Much of Asher's work, especially in the 1970s, focused upon the specific idiosyncrasies of the gallery as an artistic space. Asher conceived spatial and curatorial choices of the gallery as their own minimalist works, conceptually focused around the viewer's perception.

His work in the late 1960s and early 1970s consisted of dividing up gallery spaces using partition walls and curtains, and designing environments that reflected or absorbed sound. For his first solo exhibition at the La Jolla Museum of Art, Asher installed a tone generator in one of the gallery walls that effectively cancelled out all sound waves in the room, creating a dead zone in the center of the gallery. In 1969, for the group show “Anti-Illusion: Procedures/Materials” at the Whitney Museum of American Art, he concealed a blower above a door to create a slab of air that visitors passed through when they moved from one gallery to the next. In the 1970s he began to remove elements from spaces, for example sandblasting away layers of paint (at Galleria Toselli, Milan, in 1973) or removing the partition walls separating an exhibition space from the gallery office. More dramatically, in his piece Installation (1970) at Pomona College, he created a work by reconfiguring the interior space of a gallery and then leaving the gallery open, without a door, 24 hours a day, introducing light and the noise of the street into the gallery as experiential elements. For another early work at the Claire Copley Gallery in Los Angeles, in 1974, he removed a crucial wall that protected the office space from view, framing the art gallery's behind-the-scenes business operations as something worth viewing itself. Further exploration into the workings of the gallery as institution took place in 1977, where he held an exhibition in both the Claire Copley and Morgan Thomas galleries. The exhibition took on the function of transposer, placing both gallery owners in the space of the other, displaying their own unique curatorial choices. In 1979 he started to reposition objects in museum collections. Sometimes Asher gathers facts, like the list he published of all the artworks ever deaccessioned by the Museum of Modern Art. For a show at the Santa Monica Museum of Art in 2008, he decided to re-create all the 44 stud walls that have been built for every exhibition since the museum relocated to Bergamot Station in May 1998. Architectural floor plans for those 44 exhibitions, captioned with the title and dates of each one, are displayed in a small gallery at the show's entrance, providing a key to what visitors are about to see.

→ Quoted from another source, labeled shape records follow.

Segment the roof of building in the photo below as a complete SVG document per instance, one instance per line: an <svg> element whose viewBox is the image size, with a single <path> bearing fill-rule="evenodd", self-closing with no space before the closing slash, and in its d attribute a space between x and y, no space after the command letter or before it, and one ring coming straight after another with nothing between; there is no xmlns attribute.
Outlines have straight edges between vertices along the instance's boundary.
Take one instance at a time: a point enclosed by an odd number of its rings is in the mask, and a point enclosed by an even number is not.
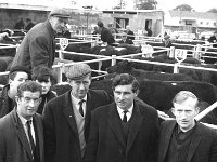
<svg viewBox="0 0 217 162"><path fill-rule="evenodd" d="M188 17L189 19L204 18L204 19L217 19L217 13L210 12L191 12L191 11L176 11L170 10L169 14L171 17Z"/></svg>

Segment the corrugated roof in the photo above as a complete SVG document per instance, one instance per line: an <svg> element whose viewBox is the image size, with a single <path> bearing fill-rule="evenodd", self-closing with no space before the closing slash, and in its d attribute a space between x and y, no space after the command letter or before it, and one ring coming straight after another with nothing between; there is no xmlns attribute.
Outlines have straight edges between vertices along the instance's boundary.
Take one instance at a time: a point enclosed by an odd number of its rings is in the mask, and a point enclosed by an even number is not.
<svg viewBox="0 0 217 162"><path fill-rule="evenodd" d="M188 18L204 18L217 21L217 13L209 12L191 12L191 11L175 11L170 10L169 14L171 17L188 17Z"/></svg>

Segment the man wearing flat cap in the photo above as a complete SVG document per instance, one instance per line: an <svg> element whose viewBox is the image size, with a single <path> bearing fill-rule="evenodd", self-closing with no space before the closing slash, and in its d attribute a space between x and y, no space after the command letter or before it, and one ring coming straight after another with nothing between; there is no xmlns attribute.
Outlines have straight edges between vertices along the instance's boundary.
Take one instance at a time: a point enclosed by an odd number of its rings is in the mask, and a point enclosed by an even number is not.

His untitled 1991 work featuring a functional, polished, granite drinking fountain juxtaposed with a flag pole was his first permanent public outdoor work in the United States. Part of the Stuart Collection of public art on the campus of the University of California, San Diego, this drinking fountain is an exact replica of commercial metal fountains typically found in business offices and government buildings. Instead of its usual context as interior office furniture, the fountain is placed monument like on a grass island in the center of the campus. It marks the site as the former Camp Matthews, a military training facility from 1917 to 1964. The piece was destroyed by a sledgehammer-wielding vandal on January 13, 2015.

==Exhibitions and awards==
Asher exhibited at documenta (1972, 1982), the MoMA (1979), and the Venice Biennale (1976), and his solo museum shows include the Centre Pompidou (1991), Los Angeles County Museum of Art (2003), Art Institute of Chicago (2005) and Santa Monica Museum of Art (2008).

Asher won the Bucksbaum Award 2010. The jury consisted of: Adam D. Weinberg, the Whitney’s Alice Pratt Brown Director; Donna De Salvo, Whitney Associate Director of Programs and Chief Curator; the 2010 curators Francesco Bonami and Gary Carrion-Murayari; and three guest panelists, Hou Hanru (San Francisco Art Institute), Yasmil Raymond (Dia Art Foundation), and James Rondeau (Art Institute of Chicago). The winner received $100,000 and a solo exhibition at the Whitney Museum of American Art. His project for the 2010 Whitney Biennial involved having the museum remain open 24 hours a day for one week (although this was shortened to three days by the museum due to “budgetary and human resources limitations”).

In the mid-1970s, after a dispute with gallery dealer, Heiner Friedrich, Asher decided to use contractual agreements in order to control the production, dissemination and ownership of his art projects. Using Seth Siegelaub and Robert Projanksy's contract, The Artists Reserved Rights Transfer and Sale Agreement, as a model, Asher crafted his own contract with the help of Los Angeles attorney, Arthur Alef.